Um estudo publicado na revista científica Human Vaccines & Immunotherapeutics estima que os cânceres causados pelo HPV provocam cerca de 7,5 mil mortes e 29 mil hospitalizações por ano no Brasil. Segundo a pesquisa, 85% dos afetados são mulheres.
A análise, feita com dados oficiais do Ministério da Saúde entre 2011 e 2019, aponta que a maioria desses casos é considerada prevenível, principalmente com vacinação e com a identificação e o tratamento de lesões precursoras antes que evoluam para câncer. A diretora executiva de Pesquisa de Dados de Mundo Real da farmacêutica MSD, Cintia Parellada, líder do estudo, afirma que o HPV pode causar oito tipos de cânceres, entre eles colo do útero, vagina, vulva, ânus, pênis, orofaringe, laringe e cavidade oral.
O câncer de colo do útero segue como a maior preocupação, respondendo por 74,3% das hospitalizações e 77,3% das mortes no período analisado. Ainda assim, o estudo mostra que um em cada quatro pacientes desenvolveu a doença em outro local, somando mais de 50 mil hospitalizações. Cintia alerta que o foco exclusivo no colo do útero pode gerar a falsa percepção de que a vacinação se restringe às mulheres.
Entre os outros tipos de câncer associados ao HPV, o anal teve o maior aumento nas ocorrências, com alta de 3,1% nas hospitalizações e de 10,9% na mortalidade. Homens que fazem sexo com homens e pessoas imunossuprimidas estão entre os grupos mais vulneráveis. A pesquisa também chama atenção para os cânceres de cabeça e pescoço, que acometem quatro vezes mais homens do que mulheres.
No caso do câncer do colo do útero, o estudo mostra uma mudança de tendência: entre 2011 e 2016, as hospitalizações caíram 4,7%, mas entre 2016 e 2019 houve alta de 3,9%. A mortalidade seguiu padrão semelhante, com queda de 0,7% no primeiro período e aumento de 1,5% no segundo. A média de idade das pacientes é de 47 anos, e a das pessoas que morreram pela doença é de 56 anos.
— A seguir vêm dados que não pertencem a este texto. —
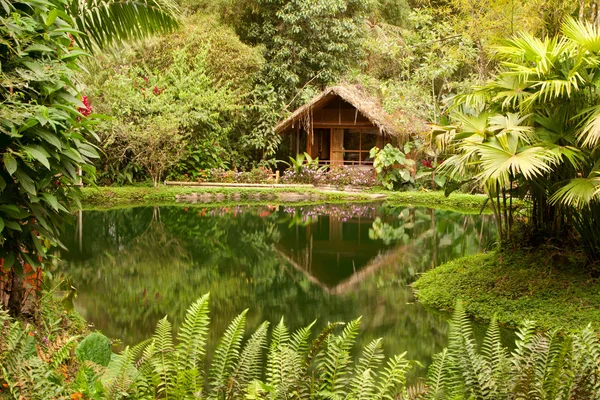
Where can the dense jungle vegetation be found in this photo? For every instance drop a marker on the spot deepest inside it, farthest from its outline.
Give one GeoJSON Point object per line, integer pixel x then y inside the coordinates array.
{"type": "Point", "coordinates": [118, 92]}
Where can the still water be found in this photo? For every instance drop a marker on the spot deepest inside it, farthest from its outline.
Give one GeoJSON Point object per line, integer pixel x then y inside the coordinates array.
{"type": "Point", "coordinates": [327, 262]}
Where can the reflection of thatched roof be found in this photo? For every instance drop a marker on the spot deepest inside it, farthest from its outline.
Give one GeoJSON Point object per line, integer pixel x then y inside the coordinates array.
{"type": "Point", "coordinates": [360, 99]}
{"type": "Point", "coordinates": [390, 257]}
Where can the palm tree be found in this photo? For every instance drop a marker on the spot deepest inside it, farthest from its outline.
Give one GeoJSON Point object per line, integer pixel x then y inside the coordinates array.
{"type": "Point", "coordinates": [108, 22]}
{"type": "Point", "coordinates": [536, 126]}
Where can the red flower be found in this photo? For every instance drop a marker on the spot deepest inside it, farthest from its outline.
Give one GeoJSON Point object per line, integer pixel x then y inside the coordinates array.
{"type": "Point", "coordinates": [87, 109]}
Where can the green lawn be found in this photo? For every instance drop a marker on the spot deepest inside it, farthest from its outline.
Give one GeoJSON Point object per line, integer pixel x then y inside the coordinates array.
{"type": "Point", "coordinates": [144, 195]}
{"type": "Point", "coordinates": [554, 290]}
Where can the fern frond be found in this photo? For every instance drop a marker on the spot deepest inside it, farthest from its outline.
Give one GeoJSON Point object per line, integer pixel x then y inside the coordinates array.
{"type": "Point", "coordinates": [226, 354]}
{"type": "Point", "coordinates": [250, 361]}
{"type": "Point", "coordinates": [299, 340]}
{"type": "Point", "coordinates": [191, 345]}
{"type": "Point", "coordinates": [496, 358]}
{"type": "Point", "coordinates": [162, 359]}
{"type": "Point", "coordinates": [363, 386]}
{"type": "Point", "coordinates": [121, 379]}
{"type": "Point", "coordinates": [371, 358]}
{"type": "Point", "coordinates": [438, 376]}
{"type": "Point", "coordinates": [336, 360]}
{"type": "Point", "coordinates": [393, 378]}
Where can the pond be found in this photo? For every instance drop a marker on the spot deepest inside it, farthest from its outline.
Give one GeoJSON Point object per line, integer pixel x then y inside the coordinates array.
{"type": "Point", "coordinates": [327, 262]}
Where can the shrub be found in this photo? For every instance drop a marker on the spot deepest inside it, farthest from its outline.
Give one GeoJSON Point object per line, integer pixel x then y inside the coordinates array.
{"type": "Point", "coordinates": [392, 166]}
{"type": "Point", "coordinates": [96, 348]}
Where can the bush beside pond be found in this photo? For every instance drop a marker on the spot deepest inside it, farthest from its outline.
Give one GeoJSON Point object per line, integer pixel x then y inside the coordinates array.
{"type": "Point", "coordinates": [306, 363]}
{"type": "Point", "coordinates": [550, 288]}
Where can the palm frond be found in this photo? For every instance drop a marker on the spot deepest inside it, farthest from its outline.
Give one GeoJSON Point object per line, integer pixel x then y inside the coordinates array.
{"type": "Point", "coordinates": [583, 33]}
{"type": "Point", "coordinates": [108, 22]}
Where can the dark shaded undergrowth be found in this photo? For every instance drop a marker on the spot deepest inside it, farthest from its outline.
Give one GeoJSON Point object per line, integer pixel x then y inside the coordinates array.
{"type": "Point", "coordinates": [554, 289]}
Cintia afirma que o câncer do colo do útero é hoje o que mais mata mulheres em idade reprodutiva e destaca que apenas 40% fazem o papanicolau periodicamente, como recomendado. No ano passado, o Ministério da Saúde atualizou as diretrizes do exame de rastreamento: agora, mulheres e outras pessoas com útero entre 25 e 64 anos devem fazer o teste DNA-HPV oncogênico. Em caso negativo, o exame deve ser repetido após cinco anos; em caso positivo, a paciente deve ser encaminhada para exames complementares.
As autoridades de saúde acreditam que, com rastreamento organizado, tratamento oportuno e alta cobertura vacinal, o câncer do colo do útero pode ser eliminado em 20 anos. A vacina contra o HPV foi incorporada ao SUS em 2014 e, segundo estudos citados no texto, ajudou a reduzir a incidência de câncer e de lesões precursoras.
Apesar disso, o Instituto Nacional de Câncer (Inca) projeta mais de 19 mil novos casos por ano no país entre 2026 e 2028, um aumento de 14% em relação ao triênio anterior. A vacinação é recomendada para crianças e adolescentes de 9 a 14 anos, além de outros públicos específicos, como pessoas imunodeprimidas, vítimas de abuso sexual, pessoas com papilomatose respiratória recorrente, usuários de PrEP e pacientes que já tiveram lesões pré-cancerosas de alto grau.